Crivello's Al points out the broad details of the man's life (if the upper corners of the old Arena were filled at game time, he felt he had a good part of his job done), as well as the fine details (the players could come to him with big problems or small, and he advised them to learn how to solve them on their own in the long run).
He always advised people to "take a right turn" sometimes, to look for something different to energize their lives if they start to lose what McGuire called "the quiver" (of excitement).
This Al did not judge the great center Jim Chones for leaving early for the old ABA ("my refrigerator was full, his was empty. It was an easy decision") and was immensely proud of his team's 92 percent graduation rate, especially of former failing student and brilliant guard Lloyd Walton, who wound up earning a doctorate after his NBA career.
He always promised the mothers that their sons would "get their paper" (the diploma).
The show loses a touch of energy, but not much after the title is won. The stories are just as thoughtful, just as funny, and Crivello, with both energy and pathos, brings Al to the end of his life on terms everyone would understand.

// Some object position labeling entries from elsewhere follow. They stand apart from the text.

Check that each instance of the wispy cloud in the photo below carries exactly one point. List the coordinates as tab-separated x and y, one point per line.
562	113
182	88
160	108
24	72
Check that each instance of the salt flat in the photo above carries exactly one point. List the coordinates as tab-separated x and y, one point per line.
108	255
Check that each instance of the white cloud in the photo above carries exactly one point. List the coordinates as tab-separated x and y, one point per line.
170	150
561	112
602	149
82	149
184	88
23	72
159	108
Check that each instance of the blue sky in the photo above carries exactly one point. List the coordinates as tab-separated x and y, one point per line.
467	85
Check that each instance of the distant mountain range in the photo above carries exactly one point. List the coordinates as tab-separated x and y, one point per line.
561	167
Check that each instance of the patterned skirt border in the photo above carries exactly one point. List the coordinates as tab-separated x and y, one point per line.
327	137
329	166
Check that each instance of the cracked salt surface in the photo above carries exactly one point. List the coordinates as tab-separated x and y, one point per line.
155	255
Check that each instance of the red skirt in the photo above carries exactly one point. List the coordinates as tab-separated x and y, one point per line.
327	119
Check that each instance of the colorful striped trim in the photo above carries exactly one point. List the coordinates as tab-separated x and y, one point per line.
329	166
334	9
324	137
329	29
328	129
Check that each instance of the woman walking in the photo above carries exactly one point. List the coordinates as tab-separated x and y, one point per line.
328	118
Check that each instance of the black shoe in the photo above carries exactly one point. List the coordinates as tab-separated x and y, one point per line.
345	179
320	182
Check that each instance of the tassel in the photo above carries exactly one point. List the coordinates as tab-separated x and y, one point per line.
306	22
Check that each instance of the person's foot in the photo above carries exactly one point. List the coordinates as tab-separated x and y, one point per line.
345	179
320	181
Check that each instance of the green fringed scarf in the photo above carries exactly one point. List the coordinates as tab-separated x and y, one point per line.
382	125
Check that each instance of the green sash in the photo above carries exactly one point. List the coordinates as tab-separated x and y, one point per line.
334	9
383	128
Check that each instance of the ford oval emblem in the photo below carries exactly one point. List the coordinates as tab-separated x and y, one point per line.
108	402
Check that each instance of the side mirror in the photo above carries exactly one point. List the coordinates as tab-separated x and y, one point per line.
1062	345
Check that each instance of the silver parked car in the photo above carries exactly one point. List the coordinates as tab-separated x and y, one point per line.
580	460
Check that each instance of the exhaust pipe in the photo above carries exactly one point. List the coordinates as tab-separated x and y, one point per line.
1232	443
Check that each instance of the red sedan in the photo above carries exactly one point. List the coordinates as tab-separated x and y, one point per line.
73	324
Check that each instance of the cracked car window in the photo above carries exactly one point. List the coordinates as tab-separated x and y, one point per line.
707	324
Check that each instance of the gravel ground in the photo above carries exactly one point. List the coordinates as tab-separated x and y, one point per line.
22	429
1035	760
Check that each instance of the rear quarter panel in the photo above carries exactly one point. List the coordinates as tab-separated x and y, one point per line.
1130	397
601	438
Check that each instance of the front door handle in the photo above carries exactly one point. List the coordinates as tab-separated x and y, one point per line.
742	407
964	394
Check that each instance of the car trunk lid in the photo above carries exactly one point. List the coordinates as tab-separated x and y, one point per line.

Cobb and the rest of us gave Crivello and this thunderous small-dunk of a production a well-earned standing ovation. It's a vigorous, honest testament to a man who lived life on his own terms and probably helped many of us summon up the courage to do the same.
As Enberg is often quoted about Al, "He's the most unforgettable human being I've ever met, and there's nobody in second place."